Sangat berbeda dengan berbagai stigma negatif konsep pernikahan dini yang digaungkan oleh para pengekor pemikiran barat, ajaran Islam yang agung justru mendorong terwujudnya ikatan pernikahan yang suci ini seawal mungkin sebagaimana firman Nya di QS An Nuur ayat 32.

 

Syariat Islam telah menuntun umatnya untuk mempersiapkan diri sejak awal, sehingga terlahirlah generasi bertakwa yang menjalani hidupnya sebagai ibadah kepadaNya.
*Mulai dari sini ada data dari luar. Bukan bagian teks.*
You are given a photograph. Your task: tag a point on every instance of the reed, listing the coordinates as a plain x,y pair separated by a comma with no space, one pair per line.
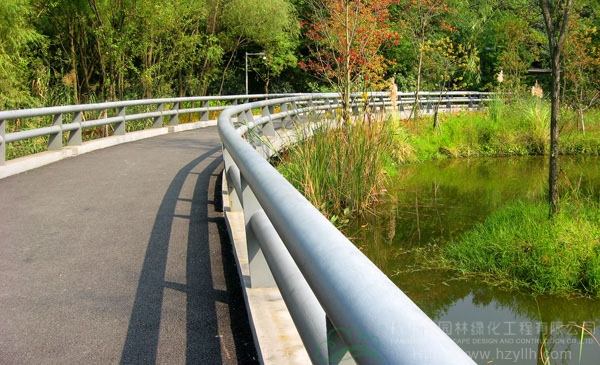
341,169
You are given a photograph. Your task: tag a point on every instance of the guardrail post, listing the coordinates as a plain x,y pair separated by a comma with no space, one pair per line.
260,274
232,174
55,140
158,121
175,117
355,110
268,128
204,115
120,127
2,143
75,138
286,121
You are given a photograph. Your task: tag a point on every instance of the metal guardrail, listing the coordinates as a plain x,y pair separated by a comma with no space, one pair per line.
337,297
165,111
168,110
339,300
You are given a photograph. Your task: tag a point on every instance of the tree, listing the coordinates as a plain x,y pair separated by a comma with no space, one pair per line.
450,66
16,37
417,21
556,19
270,25
346,37
582,65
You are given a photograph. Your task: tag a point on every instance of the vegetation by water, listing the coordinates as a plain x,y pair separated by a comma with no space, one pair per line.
520,247
513,128
341,170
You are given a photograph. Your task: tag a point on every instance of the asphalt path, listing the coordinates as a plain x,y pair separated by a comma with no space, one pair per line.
121,256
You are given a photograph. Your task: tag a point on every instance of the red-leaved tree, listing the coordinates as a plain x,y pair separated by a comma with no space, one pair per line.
345,39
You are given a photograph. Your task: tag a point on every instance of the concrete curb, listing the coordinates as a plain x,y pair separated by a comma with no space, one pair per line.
275,336
27,163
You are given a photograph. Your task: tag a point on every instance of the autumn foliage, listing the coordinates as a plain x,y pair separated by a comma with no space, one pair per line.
345,40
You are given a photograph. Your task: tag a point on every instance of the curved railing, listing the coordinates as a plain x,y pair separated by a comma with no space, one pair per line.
336,296
67,123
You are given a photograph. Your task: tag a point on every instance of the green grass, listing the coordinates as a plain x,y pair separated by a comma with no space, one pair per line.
507,128
341,170
519,246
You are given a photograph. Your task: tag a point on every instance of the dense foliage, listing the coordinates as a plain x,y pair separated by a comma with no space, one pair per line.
77,51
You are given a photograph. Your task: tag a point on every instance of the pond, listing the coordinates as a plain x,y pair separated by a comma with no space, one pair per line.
437,201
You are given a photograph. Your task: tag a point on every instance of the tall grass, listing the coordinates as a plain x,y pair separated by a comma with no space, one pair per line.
519,246
341,169
506,128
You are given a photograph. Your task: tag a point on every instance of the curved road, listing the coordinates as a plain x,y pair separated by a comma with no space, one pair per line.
121,256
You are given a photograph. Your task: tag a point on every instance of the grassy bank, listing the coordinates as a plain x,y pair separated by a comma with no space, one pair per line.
518,246
342,170
516,128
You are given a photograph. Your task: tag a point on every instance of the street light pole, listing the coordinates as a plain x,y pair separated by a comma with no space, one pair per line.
251,54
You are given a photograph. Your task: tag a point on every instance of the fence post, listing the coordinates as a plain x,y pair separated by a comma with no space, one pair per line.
55,140
157,123
268,128
2,142
204,115
75,138
175,118
260,274
120,127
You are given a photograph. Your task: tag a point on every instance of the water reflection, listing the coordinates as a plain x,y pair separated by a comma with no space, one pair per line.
437,201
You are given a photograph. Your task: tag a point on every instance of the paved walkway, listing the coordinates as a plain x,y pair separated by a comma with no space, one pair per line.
121,256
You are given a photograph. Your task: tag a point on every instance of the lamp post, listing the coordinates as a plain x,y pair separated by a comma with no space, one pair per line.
252,54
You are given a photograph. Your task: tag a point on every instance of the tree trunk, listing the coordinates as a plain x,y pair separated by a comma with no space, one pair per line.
556,19
554,117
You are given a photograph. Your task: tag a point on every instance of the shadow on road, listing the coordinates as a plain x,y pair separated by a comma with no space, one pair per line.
217,329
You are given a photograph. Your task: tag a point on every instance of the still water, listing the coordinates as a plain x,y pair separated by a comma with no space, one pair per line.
437,201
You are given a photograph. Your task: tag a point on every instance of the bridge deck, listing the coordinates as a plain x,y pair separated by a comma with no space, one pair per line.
121,255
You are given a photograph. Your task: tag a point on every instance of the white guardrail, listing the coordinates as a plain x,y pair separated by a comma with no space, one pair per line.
335,294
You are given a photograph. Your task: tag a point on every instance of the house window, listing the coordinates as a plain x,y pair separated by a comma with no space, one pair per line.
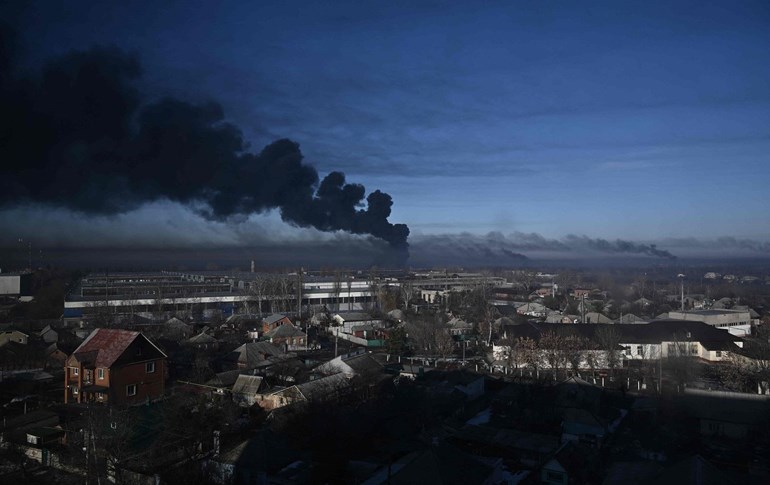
553,476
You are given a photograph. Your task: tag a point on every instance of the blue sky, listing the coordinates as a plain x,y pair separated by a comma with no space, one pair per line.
632,120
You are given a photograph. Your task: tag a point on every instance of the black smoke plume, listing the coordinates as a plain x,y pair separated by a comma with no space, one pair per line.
80,136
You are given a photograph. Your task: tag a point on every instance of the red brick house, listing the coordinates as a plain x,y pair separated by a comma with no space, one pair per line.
115,366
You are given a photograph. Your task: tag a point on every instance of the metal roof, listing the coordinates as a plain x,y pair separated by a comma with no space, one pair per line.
105,345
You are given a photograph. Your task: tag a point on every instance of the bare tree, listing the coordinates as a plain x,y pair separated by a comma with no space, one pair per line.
337,288
407,293
553,345
526,353
608,337
575,350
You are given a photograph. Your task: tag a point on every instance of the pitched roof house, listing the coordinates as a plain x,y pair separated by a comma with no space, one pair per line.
115,366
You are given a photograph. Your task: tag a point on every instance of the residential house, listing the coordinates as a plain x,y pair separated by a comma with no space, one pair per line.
347,320
48,335
532,309
459,328
13,335
630,318
176,329
250,355
287,336
596,317
274,321
570,464
246,388
323,389
253,460
354,364
115,366
202,341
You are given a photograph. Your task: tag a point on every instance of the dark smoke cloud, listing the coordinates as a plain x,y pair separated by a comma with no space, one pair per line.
80,136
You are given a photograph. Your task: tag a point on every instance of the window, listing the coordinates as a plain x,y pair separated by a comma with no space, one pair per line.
553,476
Para lelaki disiapkan untuk menjadi pemimpin keluarga (qawam) dan pencari nafkah bagi keluarganya. Sementara para perempuan diajari sejak dini untuk menjadi calon ummu wa rabbatul bait dan madrasatul ula bagi keluarganya.

 

Berbekal ajaran Sang Penjaga Alam Semesta ini, maka ketika mencapai usia baligh pun mereka siap menyempurnakan setengah agamanya lewat ikatan pernikahan yang suci. Keturunan yang dilahirkannya pun, adalah generasi bertakwa nan kuat, siap untuk melanjutkan peradaban mulia nan gemilang.

 

Maasyaa Allah, tidakkah kita ingin mewujudkan semua kemuliaan hidup ini?Allahumma akrimna bil Islam, Wallahualam bissawab. [LM/ry].